Data export file formats and options
Snowflake provides robust data export capabilities through the COPY INTO <location> command, supporting multiple file formats and configuration options for unloading data efficiently.
**Supported File Formats:**
1. **CSV (Comma-Separated Values)**: The default format for data export. You can customize delimiters, enclosure characters, escape characters, and null string representations. Options include FIELD_DELIMITER, RECORD_DELIMITER, and FIELD_OPTIONALLY_ENCLOSED_BY.
2. **JSON (JavaScript Object Notation)**: Ideal for semi-structured data export. Snowflake can preserve variant data types and nested structures. The STRIP_OUTER_ARRAY option controls array formatting.
3. **Parquet**: A columnar storage format offering excellent compression and query performance. Snowflake supports exporting to Parquet with SNAPPY compression by default.
**Key Export Options:**
- **COMPRESSION**: Supports GZIP, BZ2, BROTLI, ZSTD, DEFLATE, RAW_DEFLATE, and NONE. This reduces file sizes and transfer costs.
- **SINGLE**: When set to TRUE, produces one output file rather than multiple parallel files. Useful for smaller datasets requiring a single file output.
- **MAX_FILE_SIZE**: Controls the maximum size of each output file (default 16MB for cloud storage). Larger values create fewer files but may impact parallel processing.
- **OVERWRITE**: When TRUE, replaces existing files in the target location with the same names.
- **HEADER**: For CSV exports, setting this to TRUE includes column headers in the output file.
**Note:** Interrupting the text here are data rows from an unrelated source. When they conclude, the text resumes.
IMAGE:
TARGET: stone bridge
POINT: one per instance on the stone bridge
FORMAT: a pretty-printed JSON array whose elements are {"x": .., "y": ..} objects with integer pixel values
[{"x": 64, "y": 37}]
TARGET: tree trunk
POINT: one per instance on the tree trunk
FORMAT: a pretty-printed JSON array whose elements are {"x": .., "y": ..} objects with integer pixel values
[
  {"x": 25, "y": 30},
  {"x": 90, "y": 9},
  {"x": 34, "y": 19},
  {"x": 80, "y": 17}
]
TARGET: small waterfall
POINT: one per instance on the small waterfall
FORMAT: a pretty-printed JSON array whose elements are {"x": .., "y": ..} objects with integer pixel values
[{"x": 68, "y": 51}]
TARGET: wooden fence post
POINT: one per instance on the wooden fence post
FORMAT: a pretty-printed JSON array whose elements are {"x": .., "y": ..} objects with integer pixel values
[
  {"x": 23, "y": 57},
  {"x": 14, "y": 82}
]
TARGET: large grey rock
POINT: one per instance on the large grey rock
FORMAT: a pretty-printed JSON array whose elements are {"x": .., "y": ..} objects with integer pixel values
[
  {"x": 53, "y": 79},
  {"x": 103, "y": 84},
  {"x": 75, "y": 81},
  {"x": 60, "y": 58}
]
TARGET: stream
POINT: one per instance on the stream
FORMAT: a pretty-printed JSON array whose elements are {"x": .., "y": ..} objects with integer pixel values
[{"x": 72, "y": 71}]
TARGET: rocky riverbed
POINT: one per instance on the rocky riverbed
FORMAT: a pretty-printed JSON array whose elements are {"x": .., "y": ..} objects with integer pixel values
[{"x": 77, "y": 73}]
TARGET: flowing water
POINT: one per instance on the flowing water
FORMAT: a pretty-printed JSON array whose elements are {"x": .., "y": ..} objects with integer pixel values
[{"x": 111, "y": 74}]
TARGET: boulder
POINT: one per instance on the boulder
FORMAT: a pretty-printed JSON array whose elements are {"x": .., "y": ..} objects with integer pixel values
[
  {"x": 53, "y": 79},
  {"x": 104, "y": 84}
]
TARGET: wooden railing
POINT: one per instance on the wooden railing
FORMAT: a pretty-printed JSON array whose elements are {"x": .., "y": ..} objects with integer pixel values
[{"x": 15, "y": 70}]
- **FILE_EXTENSION**: Allows custom file extensions for exported files.
**Export Destinations:**
Data can be exported to internal stages (user, table, or named stages) or external stages connected to cloud storage services like Amazon S3, Azure Blob Storage, or Google Cloud Storage.
**Best Practices:**
Use appropriate compression for cost optimization, leverage parallel file generation for large datasets, and select file formats compatible with downstream systems. Partitioning output by date or other columns using PARTITION BY improves data organization in cloud storage.